The room is small, white painted. Iron framed bed leans against the wall, a thin-curtained window lets in the cloudy light, a view out over the grey-blue corrugated iron of the bullnose verandah. There's a phone on the nightstand, a wood-veneer wardrobe, and a bathroom. I'll shower before I sleep, wash the driving out of my body. Feel through my pockets for a phonecard. Crouch on the edge of the bed, feel the smooth lick of the blue chenille comforter under my hand. Slide my sneakers and socks off, stretch my toes. Call up Mum. Answering machine. "Sorry mum. I had to get out, don't worry about me, I'm on the road. I'll call later." I should call Dawn, get her to cover my shift. But you'll be talking to her, and you'll be crying on her shoulder and she'd tell you, and you'd get hold of me, and honeyed voice tell me you still love me, tell me it won't happen, it won't happen again, you'd remind me we were so good together, weren't we? And then? I'd go flying back like a rubber band being stretched away from you and released to snap back to where I was, I'm stretching myself to break from you and you'd call and I'd--

Stiff as the iron bed, I struggle out of my jeans, and slide off my sweater. Wander over to the bathroom. An old fashioned claw footed tub, a black spot here or there where the enamel's worn away, with a precarious copper pipe supporting the big flat shower head. It'll do. Drop the undies and bra on the floor, god I must stink. Run water, the pressure is like a rain of nails, that's good. And hot. Put my face up into it, let it run away with the trails of tears. Open my mouth, it flows in and through me, hot and sweet. Rain water, from a tank. It feels good to become the water for a while. These are country people though, you don't waste it. I wash my hair, shake it out. Turn the shower off, grab a thick towel. Think I could let go and sleep now.

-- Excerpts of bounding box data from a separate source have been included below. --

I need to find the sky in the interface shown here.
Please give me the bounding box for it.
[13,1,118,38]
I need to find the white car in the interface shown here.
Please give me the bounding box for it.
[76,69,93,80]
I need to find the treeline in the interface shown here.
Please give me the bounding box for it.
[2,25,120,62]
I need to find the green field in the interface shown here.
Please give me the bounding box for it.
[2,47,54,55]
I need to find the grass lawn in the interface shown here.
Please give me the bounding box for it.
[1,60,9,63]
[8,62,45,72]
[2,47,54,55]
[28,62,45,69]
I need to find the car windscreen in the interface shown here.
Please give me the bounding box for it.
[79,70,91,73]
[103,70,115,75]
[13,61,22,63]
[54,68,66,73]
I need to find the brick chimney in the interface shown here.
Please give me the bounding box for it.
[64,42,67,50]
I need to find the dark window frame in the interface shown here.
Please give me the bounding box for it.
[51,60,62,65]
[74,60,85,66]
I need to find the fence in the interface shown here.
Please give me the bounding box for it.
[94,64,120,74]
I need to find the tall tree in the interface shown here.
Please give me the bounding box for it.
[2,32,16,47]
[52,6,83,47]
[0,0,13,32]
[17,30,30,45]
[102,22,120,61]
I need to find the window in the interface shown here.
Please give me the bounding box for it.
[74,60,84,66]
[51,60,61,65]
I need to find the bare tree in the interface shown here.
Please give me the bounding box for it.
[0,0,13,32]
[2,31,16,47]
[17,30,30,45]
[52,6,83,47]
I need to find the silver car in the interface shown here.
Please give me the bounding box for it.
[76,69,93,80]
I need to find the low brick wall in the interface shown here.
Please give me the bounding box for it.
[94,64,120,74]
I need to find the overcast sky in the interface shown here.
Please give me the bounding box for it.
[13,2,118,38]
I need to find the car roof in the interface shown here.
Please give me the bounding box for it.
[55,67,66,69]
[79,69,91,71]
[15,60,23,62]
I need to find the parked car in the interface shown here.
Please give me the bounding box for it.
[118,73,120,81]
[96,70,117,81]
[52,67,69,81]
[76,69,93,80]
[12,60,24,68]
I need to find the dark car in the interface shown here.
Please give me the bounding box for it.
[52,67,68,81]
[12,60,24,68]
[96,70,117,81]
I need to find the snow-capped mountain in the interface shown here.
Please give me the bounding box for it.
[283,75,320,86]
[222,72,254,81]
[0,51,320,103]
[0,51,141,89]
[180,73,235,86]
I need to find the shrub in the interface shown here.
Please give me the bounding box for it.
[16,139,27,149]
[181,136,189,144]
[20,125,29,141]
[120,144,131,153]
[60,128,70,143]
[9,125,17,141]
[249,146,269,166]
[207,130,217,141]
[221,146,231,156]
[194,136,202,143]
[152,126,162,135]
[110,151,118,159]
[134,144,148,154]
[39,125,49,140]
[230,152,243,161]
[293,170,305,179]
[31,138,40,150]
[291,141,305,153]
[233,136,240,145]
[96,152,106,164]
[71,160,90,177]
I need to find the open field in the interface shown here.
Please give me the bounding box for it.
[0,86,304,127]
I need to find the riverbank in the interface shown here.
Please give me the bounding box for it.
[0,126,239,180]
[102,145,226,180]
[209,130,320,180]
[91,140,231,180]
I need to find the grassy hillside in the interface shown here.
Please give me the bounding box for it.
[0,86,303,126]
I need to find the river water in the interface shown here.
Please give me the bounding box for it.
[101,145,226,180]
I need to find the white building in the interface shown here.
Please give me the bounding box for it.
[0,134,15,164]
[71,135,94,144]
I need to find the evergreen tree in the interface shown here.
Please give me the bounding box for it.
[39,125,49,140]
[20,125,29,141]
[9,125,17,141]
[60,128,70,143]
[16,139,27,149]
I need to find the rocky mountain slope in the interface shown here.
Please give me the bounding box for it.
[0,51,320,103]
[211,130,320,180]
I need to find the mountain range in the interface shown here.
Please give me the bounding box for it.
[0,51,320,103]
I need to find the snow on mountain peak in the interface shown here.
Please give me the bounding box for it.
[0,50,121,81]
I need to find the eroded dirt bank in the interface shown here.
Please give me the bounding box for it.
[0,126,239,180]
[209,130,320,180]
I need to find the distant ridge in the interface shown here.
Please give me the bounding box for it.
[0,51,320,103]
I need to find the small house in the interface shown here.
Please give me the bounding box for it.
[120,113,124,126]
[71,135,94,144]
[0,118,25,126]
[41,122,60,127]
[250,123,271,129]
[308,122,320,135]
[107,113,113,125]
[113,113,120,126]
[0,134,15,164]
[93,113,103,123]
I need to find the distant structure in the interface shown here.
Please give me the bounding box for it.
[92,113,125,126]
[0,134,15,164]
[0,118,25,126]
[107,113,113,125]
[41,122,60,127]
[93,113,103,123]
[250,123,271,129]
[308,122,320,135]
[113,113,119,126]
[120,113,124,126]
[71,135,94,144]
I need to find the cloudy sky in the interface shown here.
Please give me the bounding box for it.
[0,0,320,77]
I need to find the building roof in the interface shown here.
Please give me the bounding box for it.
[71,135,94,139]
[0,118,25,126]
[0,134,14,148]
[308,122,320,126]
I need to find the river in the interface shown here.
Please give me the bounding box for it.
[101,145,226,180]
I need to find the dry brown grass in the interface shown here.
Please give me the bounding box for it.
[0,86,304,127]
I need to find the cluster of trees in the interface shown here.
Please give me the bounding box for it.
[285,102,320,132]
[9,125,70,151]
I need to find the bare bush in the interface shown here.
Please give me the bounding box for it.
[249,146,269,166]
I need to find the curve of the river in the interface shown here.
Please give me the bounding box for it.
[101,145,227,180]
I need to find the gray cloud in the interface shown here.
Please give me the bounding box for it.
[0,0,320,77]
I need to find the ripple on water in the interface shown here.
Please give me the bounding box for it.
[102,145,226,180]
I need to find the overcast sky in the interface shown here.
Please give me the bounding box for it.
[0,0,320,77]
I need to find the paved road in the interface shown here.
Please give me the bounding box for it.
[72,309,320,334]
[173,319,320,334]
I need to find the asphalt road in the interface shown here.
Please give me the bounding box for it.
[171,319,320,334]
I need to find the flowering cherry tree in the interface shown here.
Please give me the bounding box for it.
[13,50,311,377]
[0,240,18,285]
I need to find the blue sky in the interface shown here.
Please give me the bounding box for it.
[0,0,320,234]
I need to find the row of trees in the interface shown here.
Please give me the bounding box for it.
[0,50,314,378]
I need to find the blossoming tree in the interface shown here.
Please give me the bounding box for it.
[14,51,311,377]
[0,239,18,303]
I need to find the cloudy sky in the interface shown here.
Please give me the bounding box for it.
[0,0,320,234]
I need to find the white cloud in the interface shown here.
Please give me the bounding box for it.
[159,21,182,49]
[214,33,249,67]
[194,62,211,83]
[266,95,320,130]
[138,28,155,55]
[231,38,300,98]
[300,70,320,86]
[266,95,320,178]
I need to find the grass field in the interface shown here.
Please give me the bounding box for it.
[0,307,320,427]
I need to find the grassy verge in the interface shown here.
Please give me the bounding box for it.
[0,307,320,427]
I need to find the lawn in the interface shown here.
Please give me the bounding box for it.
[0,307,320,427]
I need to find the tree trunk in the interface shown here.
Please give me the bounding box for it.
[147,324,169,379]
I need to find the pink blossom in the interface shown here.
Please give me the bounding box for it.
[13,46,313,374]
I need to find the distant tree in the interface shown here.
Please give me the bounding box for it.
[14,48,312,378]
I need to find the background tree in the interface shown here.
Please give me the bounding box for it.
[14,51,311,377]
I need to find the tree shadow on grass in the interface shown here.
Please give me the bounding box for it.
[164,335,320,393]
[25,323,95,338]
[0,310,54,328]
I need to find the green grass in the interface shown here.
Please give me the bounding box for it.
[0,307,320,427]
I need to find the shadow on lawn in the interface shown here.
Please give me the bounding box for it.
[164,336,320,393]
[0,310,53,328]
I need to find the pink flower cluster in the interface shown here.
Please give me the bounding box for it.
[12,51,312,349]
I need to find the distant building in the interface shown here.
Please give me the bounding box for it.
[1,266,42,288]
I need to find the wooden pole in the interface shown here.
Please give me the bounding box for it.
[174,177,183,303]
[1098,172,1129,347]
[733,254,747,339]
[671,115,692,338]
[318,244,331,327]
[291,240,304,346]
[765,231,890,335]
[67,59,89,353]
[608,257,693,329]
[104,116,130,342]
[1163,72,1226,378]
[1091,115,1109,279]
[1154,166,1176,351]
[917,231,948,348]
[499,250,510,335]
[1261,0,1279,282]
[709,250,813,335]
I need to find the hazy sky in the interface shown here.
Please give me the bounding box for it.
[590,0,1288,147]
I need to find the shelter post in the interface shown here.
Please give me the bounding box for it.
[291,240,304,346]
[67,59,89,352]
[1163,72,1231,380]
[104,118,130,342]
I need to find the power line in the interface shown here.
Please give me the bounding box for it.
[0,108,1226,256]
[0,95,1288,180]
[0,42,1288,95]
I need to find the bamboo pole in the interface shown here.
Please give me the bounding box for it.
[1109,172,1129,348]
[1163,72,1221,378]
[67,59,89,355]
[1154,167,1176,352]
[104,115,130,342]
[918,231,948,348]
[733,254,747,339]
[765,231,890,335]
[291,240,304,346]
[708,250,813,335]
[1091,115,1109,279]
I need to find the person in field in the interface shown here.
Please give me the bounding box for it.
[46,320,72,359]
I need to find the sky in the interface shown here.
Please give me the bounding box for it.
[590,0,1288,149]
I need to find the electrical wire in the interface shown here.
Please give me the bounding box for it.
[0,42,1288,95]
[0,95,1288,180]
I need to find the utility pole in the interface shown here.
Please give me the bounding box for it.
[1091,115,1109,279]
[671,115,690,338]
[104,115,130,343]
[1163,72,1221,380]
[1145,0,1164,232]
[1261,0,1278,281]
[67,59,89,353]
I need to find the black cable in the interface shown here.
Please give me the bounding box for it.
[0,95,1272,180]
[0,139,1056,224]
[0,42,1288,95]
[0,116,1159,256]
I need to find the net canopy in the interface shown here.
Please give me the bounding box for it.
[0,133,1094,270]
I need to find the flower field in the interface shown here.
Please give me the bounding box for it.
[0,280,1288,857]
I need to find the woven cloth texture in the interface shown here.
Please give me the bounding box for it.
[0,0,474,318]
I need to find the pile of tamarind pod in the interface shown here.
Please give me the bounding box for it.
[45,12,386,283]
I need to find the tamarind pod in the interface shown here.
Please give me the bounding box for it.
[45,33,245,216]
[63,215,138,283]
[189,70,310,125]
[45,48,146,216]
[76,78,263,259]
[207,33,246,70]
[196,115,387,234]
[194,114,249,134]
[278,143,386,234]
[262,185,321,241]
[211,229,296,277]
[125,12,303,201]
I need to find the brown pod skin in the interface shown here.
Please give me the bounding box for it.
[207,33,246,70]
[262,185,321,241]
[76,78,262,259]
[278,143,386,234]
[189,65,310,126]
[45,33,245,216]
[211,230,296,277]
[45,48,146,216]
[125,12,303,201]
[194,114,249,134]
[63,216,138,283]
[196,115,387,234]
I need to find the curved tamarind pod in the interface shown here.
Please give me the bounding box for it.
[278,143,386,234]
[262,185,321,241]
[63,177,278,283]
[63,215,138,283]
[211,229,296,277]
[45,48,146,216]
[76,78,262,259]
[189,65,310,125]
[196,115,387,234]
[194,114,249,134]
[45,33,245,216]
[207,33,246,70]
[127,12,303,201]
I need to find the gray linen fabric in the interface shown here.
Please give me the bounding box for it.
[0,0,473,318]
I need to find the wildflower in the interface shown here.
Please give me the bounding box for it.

Coolness. Unutterable softness. So weary. The bed cradles me. So good to be alone. The flannel sheets coo and pat my face and curl around me. Release myself to this, I didn't realise how taut I was holding myself. The aches are a part of me now, like the marks you left. The fields of flowers that were blooming inside me, the seeds that lay there, that you brought me water for. Killed. I'm not going to cry again, I'm going to sleep. Close my eyes against the daylight, the grit washed out, give myself the benediction of the simple comfort of quiet and envelopment. Listen to the soft whisper of my breathing, slowing. Why am I addressing my thoughts to you? I need you out of the center. Maybe soon. Maybe soon I'll push you to the periphery. Press my face into the pillow and stop the derailed train of words and images, and sleep. Not tomorrow, but the next day, I'll drive again.

I can see now, the sky brazen and bare over the desert. The road, straightest continuous stretch in the world, either side of its boiling black tar red dirt, low scrub stretches off, the only thing holding the place down, making it place not whirl of dust. The day after tomorrow I'll be in motion again, shake off this sleep, go somewhere to find a new place, a safe place. Though it's not really somewhere I'm driving to. It's away, away from you, until you're gone from inside me.